The AFP reported that the new measures are believed to apply to anyone with a firearms license, but especially for security personnel and off-duty soldiers. The right to private gun ownership in Israel is not guaranteed by law, but citizens over the age of 27 may apply for a firearm license. The age limit is lowered if the applicant served time in the military and is raised to 45 if the applicant is a resident of East Jerusalem, where Tuesday’s massacre took place. Worshippers in the East Jerusalem neighborhood of Jabal Mukaber said two Palestinians burst into a synagogue during morning prayer armed with a collection of knives, axes, and guns. The attackers killed five people, including three US-Israeli citizens, and injured an additional eight before being killed in a shootout with police. According to The Guardian, the last victim of the brazen attack was a policeman who succumbed to his injuries later that night.

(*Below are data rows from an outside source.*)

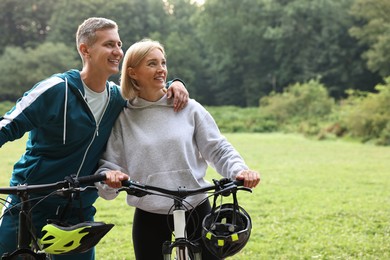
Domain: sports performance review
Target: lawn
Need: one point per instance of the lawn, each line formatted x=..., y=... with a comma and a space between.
x=317, y=200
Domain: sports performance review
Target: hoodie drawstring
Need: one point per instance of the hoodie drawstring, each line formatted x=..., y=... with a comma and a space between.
x=65, y=109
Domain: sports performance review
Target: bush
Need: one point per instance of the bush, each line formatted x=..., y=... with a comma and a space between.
x=232, y=119
x=367, y=115
x=300, y=108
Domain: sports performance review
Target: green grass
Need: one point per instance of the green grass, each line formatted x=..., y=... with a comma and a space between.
x=317, y=200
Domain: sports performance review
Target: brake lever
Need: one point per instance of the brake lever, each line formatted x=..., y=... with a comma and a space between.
x=134, y=191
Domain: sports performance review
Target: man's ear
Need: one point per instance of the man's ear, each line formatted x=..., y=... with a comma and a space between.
x=84, y=50
x=131, y=72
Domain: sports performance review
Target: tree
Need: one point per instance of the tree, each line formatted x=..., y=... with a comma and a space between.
x=21, y=68
x=24, y=23
x=373, y=31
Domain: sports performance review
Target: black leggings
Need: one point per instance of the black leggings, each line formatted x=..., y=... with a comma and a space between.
x=151, y=230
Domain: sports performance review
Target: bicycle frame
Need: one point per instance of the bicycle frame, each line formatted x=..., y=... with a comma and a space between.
x=27, y=246
x=184, y=247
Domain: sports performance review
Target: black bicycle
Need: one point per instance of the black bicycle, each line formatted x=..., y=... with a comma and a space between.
x=225, y=230
x=86, y=234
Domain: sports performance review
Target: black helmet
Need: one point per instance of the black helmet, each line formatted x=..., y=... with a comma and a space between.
x=60, y=238
x=226, y=229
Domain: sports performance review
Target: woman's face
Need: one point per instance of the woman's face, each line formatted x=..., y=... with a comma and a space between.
x=152, y=71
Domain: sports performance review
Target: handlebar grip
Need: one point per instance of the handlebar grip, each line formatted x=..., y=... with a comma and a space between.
x=91, y=178
x=239, y=182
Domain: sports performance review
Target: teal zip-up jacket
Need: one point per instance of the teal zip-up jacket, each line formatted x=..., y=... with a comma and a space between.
x=64, y=137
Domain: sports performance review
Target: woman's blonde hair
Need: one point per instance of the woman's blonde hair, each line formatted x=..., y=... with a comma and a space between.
x=133, y=57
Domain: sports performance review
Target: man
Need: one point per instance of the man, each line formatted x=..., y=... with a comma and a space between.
x=69, y=117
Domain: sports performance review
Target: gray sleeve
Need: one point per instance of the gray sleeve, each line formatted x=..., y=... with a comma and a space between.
x=216, y=149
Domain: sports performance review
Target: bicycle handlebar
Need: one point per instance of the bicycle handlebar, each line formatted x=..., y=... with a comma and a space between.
x=222, y=186
x=68, y=182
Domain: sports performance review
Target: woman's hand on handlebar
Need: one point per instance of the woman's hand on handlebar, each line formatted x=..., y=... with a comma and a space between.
x=114, y=178
x=251, y=178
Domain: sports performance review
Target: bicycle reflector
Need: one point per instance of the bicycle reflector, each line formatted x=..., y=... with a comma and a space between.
x=59, y=238
x=226, y=230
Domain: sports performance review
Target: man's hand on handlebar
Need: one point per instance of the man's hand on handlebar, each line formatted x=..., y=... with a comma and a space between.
x=251, y=178
x=114, y=178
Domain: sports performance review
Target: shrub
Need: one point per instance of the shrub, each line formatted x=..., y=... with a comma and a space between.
x=301, y=107
x=367, y=115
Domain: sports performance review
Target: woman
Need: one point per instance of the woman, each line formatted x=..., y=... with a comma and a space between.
x=153, y=145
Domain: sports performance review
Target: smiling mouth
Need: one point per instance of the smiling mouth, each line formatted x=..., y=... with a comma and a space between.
x=114, y=61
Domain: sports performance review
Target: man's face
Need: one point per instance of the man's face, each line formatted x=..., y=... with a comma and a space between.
x=106, y=53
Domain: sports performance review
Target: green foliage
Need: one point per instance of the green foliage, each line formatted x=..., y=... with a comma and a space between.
x=20, y=69
x=24, y=23
x=316, y=200
x=367, y=115
x=374, y=32
x=300, y=106
x=228, y=52
x=231, y=119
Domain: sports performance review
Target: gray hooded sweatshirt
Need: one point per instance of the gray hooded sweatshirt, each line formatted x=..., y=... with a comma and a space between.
x=156, y=146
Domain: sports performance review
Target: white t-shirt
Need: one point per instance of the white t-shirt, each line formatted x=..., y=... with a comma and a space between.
x=96, y=101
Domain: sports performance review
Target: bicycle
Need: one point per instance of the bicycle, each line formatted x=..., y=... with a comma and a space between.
x=185, y=248
x=28, y=246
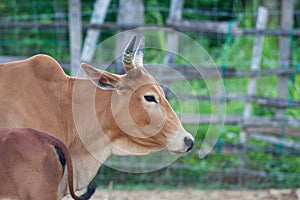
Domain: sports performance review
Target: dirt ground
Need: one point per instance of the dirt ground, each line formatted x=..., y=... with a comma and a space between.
x=191, y=194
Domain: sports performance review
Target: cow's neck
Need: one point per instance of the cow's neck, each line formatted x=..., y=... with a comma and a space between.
x=89, y=146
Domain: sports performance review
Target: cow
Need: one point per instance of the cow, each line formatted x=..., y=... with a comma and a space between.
x=32, y=165
x=131, y=110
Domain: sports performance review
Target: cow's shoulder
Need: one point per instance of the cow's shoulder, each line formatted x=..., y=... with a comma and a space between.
x=46, y=68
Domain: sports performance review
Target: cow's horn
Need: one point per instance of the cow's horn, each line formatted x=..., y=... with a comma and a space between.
x=127, y=55
x=139, y=53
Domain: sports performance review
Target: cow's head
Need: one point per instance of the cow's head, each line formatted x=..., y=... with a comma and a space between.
x=141, y=119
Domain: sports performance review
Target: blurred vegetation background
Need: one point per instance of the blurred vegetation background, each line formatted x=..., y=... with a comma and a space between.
x=265, y=169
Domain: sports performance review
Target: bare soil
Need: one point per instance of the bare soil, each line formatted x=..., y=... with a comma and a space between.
x=192, y=194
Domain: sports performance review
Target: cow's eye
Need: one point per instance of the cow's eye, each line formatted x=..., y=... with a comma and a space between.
x=150, y=98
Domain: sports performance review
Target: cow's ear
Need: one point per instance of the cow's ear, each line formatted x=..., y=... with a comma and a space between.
x=102, y=79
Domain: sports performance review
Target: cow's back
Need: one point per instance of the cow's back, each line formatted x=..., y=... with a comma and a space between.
x=33, y=93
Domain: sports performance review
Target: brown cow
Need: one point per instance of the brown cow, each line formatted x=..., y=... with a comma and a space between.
x=32, y=165
x=131, y=110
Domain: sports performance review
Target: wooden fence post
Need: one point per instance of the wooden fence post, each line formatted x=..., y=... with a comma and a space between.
x=286, y=22
x=90, y=42
x=261, y=21
x=130, y=12
x=175, y=15
x=75, y=34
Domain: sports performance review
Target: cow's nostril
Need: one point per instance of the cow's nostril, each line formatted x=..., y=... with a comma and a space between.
x=189, y=143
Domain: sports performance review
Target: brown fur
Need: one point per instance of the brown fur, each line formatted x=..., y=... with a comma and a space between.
x=36, y=93
x=30, y=166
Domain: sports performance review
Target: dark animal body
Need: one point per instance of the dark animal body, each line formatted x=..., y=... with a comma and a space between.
x=32, y=166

“This is one of the worst attacks we’ve seen in recent years,” said police commissioner Yohanan Danino, who added that security will be increased near the area’s synagogues and mosques to prevent revenge attacks.
World leaders, including President Barrack Obama, UK Prime Minister David Cameron, and Palestinian Authority President Mahmoud Abbas condemned the attack
“Tragically, this is not the first loss of lives that we have seen in recent months,” said President Obama at the White House. “Too many Israelis have died, too many Palestinians have died.”
The synagogue has since reopened for regular services.